The Peter Bradley Foundation echoes Headway's call for epidemiological research to be carried out. Where are the people with a brain injury? Could people who present with a brain injury at accident and emergency departments be registered? Could the physical and sensory database which currently only includes those with physical and sensory difficulties be adapted to include those with cognitive behavioural and emotional difficulties?
It must be accepted that most people with acquired brain injury are not physically challenged in a noticeable manner. For example, the majority do not use wheelchairs and their appearance will not have changed since they acquired their injury. They continue to live their lives while struggling with the organisational executive difficulties Mr. Barrett described.

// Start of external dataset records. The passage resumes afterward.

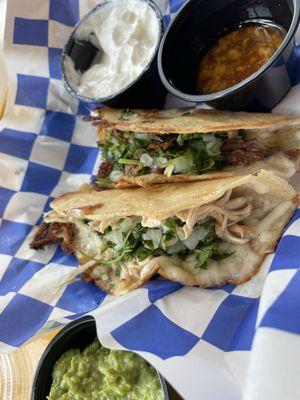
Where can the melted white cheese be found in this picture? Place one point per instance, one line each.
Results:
(127, 33)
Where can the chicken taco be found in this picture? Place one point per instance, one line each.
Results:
(198, 233)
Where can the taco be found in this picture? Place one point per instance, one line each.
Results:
(142, 147)
(199, 233)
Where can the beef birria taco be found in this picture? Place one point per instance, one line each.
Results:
(142, 147)
(198, 233)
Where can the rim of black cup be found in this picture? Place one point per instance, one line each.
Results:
(87, 99)
(233, 89)
(61, 336)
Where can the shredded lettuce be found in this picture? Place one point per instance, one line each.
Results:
(131, 241)
(172, 154)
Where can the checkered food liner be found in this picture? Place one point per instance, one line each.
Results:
(229, 343)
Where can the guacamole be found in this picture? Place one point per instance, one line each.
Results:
(98, 373)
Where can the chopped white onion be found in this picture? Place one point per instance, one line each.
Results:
(160, 162)
(116, 175)
(192, 241)
(179, 246)
(146, 160)
(155, 235)
(115, 237)
(183, 165)
(126, 225)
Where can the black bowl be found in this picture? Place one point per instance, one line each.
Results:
(200, 21)
(146, 91)
(78, 334)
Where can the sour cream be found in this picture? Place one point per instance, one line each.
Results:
(127, 33)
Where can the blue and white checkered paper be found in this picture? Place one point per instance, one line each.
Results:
(230, 343)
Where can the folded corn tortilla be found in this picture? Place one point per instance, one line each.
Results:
(203, 233)
(211, 143)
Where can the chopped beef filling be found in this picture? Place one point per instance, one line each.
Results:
(105, 169)
(55, 232)
(242, 152)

The Peter Bradley Foundation has secured international accreditation for the provision of specialist services for people with acquired brain injury from the Commission on Accreditation of Rehabilitation Facilities. The CARF accredits organisations and facilities in Europe and the United States. One of the major benefits of a having a quality standards programme is our ability to produce quality outcomes. When stakeholders ask what they will receive for the money they provide, we can clearly show measurable outcomes. When somebody avails of our service, we know what difference the money makes to their progress.
I will outline a case as an example of the service we provide. Kathleen, a wheelchair user and former director of nursing who suffered a brain haemorrhage, came to a Peter Bradley Foundation house in Limerick having spent five years in a geriatric unit at Kerry General Hospital. Her bedtime during those years was 8 p.m. and shower time was at 7.30 p.m. on a Thursday. Within three weeks, she was able to transfer from her wheelchair to the toilet without assistance and could shower any time she wished because she had en suite facilities. She now goes out and about in the community, shopping and performing everyday activities most of us take for granted. These changes may appear minor but they were very important for Kathleen and illustrate what can be done and what needs must be met.